The height of summer brings wonderful sights,scents and colours into our flower gardens. Allotments are showing signs of vegetables and fruits for future use.
Our gardens can also mean so much more to us.They may evoke memories of those we have loved, of places visited or promises of things to come. We carefully nurture the last peony or hollyhock because we remember where each first bloomed and can reflect on happy times.We treasure plants given for special days or memories, but we also love the daisies that invade the lawn prior to overlooked mowing. In all these experiences there are moments of perfect peace and time for reflection and contemplation.
The Bible starts with creation and the fact that a man and woman were created and placed in a garden named Eden.We may ponder on why God chose a garden.
Adam and Eve had a duty to be the custodians of the garden. Down the ages the Garden of Eden has become symbolic of an paradise. All would have gone well if they had agreed to God's only rule in that one tree bearing fruit was forbidden to them. However they were tempted to eat of this tree of "good and evil" in an attempt to be equal with the very creator who had made them out of the "dust of the ground .”
The consequences of their actions were to reverberate down the ages for the relationship between God and people had now changed. Initially Adam and Eve were banned from the garden and in the long term death came upon all mankind. Read the whole sad story in Genesis chapters 1 to 3.

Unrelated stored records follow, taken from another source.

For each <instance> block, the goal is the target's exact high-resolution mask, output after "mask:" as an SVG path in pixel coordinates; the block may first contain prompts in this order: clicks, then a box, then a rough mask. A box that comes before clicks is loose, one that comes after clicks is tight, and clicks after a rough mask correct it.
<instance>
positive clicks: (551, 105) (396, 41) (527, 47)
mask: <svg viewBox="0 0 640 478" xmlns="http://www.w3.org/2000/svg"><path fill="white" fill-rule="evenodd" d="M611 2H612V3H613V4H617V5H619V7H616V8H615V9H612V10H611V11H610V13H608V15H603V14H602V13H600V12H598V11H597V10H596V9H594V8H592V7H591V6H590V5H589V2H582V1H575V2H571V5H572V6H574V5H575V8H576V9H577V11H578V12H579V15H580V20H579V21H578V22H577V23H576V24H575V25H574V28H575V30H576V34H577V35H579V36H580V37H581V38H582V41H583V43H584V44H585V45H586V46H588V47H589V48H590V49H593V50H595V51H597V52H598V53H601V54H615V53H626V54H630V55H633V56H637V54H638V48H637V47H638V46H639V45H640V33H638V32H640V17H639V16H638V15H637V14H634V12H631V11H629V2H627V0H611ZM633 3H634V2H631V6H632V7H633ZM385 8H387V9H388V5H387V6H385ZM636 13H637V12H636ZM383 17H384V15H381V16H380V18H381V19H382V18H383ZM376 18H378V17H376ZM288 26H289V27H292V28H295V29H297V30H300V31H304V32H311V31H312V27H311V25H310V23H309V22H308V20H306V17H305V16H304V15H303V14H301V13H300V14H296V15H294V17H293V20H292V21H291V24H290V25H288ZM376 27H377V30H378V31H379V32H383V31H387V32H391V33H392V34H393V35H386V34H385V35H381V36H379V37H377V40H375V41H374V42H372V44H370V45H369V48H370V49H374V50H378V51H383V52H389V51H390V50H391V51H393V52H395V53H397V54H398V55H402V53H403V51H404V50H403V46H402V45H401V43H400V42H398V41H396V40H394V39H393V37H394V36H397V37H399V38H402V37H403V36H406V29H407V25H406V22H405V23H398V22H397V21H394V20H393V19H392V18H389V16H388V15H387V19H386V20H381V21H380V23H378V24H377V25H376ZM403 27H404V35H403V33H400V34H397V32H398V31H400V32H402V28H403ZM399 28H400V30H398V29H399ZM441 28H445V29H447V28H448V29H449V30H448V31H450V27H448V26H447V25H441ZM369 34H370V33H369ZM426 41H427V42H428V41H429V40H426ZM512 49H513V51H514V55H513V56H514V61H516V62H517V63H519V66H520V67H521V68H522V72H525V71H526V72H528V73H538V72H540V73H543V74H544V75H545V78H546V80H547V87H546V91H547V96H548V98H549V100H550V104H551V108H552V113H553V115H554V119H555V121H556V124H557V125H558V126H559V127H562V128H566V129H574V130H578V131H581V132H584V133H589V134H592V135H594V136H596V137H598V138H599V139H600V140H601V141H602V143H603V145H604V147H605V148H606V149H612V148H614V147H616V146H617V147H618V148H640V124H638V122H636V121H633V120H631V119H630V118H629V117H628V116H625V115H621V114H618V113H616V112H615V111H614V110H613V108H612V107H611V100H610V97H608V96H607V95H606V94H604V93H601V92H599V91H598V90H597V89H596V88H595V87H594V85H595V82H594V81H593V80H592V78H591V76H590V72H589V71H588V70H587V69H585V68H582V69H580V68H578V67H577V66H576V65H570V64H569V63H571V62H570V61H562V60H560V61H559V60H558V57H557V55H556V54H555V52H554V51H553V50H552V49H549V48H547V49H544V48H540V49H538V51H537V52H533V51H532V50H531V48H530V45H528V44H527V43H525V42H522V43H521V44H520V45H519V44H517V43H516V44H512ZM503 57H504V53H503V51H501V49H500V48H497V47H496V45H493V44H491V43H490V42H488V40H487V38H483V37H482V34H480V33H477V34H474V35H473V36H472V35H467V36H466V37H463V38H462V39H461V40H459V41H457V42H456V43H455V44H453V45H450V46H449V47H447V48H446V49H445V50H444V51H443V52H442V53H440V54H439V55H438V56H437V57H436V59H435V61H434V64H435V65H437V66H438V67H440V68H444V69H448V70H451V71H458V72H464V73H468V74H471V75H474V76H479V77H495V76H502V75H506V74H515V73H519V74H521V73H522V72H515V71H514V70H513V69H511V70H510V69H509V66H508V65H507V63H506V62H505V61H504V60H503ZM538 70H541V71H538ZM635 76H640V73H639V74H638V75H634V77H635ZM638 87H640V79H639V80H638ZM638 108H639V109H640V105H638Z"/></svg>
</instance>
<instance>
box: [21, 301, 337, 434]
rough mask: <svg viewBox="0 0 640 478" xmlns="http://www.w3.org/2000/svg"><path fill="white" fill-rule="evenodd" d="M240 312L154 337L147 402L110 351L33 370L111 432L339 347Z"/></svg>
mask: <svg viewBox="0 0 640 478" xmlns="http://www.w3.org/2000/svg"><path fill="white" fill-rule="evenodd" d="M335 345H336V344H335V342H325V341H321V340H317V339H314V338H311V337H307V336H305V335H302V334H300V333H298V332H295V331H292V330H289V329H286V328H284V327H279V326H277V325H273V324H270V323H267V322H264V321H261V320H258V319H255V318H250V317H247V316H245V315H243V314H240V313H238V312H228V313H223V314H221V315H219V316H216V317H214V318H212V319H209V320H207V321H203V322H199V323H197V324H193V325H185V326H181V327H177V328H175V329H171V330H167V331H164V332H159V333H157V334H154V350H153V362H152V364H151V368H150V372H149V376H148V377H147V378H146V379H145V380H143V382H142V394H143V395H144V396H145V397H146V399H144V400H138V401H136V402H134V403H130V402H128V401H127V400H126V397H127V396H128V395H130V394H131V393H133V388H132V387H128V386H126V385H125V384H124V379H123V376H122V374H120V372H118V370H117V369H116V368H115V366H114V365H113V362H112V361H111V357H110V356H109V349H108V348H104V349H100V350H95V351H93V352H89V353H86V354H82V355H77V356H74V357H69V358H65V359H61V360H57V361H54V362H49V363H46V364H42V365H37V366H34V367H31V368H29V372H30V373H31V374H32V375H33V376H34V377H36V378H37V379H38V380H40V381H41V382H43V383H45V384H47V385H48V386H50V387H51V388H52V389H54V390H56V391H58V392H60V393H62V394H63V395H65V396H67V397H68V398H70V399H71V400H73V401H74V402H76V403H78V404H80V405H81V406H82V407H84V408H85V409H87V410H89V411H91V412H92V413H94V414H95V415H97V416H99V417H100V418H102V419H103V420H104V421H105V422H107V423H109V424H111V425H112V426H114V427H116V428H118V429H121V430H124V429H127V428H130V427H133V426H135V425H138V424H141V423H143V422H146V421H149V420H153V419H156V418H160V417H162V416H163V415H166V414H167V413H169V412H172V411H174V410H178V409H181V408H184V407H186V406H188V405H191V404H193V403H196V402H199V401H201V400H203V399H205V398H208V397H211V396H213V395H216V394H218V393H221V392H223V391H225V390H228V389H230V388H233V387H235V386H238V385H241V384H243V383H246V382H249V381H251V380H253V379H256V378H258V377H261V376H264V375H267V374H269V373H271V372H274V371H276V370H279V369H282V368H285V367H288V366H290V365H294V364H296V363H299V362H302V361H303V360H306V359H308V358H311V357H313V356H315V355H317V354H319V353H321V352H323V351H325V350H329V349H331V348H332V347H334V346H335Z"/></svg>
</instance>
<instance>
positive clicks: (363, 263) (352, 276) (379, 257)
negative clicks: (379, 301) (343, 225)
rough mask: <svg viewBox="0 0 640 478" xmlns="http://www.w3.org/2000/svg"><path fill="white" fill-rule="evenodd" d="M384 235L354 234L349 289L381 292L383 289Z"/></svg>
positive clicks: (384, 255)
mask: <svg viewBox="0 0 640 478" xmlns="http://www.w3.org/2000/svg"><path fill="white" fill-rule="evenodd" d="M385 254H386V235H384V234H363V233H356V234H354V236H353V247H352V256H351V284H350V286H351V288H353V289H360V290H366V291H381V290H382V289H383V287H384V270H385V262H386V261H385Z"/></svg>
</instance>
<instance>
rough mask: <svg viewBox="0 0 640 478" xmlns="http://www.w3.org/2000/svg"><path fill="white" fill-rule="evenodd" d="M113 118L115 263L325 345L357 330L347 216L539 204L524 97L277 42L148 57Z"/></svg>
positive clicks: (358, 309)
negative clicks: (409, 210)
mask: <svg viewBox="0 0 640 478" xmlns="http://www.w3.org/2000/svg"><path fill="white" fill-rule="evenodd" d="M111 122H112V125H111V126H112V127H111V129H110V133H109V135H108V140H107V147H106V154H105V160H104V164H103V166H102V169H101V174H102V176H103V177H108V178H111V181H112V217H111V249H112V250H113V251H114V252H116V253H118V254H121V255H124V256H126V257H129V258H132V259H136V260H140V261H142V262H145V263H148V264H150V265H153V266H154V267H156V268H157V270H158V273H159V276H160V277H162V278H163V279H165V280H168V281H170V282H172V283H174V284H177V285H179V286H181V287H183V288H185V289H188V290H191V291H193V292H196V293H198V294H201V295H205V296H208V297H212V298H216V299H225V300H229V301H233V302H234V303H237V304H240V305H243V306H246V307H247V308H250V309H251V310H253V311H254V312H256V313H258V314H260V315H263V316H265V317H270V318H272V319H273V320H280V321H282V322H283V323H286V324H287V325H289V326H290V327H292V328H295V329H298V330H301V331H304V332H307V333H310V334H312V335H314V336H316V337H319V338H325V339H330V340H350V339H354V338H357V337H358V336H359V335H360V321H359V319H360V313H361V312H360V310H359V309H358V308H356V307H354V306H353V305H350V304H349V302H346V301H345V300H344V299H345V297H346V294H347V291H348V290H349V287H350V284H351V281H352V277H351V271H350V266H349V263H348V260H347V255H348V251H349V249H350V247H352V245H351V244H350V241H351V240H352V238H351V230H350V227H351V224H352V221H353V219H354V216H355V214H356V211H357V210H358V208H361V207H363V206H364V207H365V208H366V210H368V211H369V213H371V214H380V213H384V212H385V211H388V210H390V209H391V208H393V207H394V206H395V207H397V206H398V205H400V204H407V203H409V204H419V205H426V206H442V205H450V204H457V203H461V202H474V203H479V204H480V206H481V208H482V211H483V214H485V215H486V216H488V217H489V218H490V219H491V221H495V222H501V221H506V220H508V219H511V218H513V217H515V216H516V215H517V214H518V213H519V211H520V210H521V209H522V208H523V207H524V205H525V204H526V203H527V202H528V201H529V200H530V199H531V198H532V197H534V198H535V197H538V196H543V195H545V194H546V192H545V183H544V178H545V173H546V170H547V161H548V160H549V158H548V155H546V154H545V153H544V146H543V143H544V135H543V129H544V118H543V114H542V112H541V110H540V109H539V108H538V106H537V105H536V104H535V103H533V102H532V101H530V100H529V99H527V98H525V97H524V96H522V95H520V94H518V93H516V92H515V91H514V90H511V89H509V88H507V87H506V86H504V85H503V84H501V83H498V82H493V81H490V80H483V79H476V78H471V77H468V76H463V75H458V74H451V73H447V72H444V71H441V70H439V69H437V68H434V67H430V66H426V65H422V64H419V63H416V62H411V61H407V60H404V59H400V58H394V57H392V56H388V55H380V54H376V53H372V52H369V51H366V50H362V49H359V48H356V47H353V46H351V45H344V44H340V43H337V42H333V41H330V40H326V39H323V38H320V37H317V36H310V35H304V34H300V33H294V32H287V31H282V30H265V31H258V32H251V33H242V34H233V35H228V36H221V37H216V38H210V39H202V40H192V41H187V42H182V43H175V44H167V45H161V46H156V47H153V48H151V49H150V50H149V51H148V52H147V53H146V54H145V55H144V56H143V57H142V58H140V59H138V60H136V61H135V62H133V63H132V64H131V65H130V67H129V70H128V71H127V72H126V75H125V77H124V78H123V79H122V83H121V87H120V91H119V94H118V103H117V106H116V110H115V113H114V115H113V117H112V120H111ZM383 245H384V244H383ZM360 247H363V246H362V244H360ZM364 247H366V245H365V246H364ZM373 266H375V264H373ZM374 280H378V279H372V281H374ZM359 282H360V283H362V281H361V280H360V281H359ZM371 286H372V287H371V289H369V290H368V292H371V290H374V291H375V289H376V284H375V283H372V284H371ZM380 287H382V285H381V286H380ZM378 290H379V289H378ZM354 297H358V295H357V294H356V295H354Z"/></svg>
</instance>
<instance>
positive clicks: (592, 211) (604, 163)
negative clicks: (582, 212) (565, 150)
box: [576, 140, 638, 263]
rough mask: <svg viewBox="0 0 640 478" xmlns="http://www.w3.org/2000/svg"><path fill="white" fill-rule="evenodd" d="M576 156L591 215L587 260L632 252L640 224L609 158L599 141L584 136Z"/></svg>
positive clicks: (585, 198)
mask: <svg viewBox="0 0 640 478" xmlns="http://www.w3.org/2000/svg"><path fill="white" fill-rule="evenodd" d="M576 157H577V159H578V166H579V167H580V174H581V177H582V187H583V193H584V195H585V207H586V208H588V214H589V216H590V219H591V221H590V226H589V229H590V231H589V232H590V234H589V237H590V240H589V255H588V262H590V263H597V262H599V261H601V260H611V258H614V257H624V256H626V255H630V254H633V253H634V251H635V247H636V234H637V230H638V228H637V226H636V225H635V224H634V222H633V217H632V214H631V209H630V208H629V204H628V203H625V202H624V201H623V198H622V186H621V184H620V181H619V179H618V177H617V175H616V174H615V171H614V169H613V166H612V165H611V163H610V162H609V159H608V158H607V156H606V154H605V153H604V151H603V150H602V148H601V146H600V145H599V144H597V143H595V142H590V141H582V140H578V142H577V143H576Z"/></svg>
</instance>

Having reflected upon gardens, we can hardly leave things there.Many gardens are mentioned in the Bible and another one immediately came into my mind. The Garden of Gethsemane takes us forward to the time of Jesus, the Son of God. Jesus was born of Mary and lived as other mortals upon the earth and was subject to all human experiences.The differences were that if he overcame sin he would be the saviour of mankind. We can barely comprehend the enormity of this pressure when we know how his life ended. The Garden of Gethsemane provides insights into his thoughts on the day before his death.
We have looked at the great significance of two gardens in scripture. When we consider the wonders of God’s creation and intentions for this world we need quiet contemplation to understand them.
Psalm 46,verse 1 has this phrase, Be still and know that I am God
A quiet garden is a good place for contemplating the great truths that have been considered here.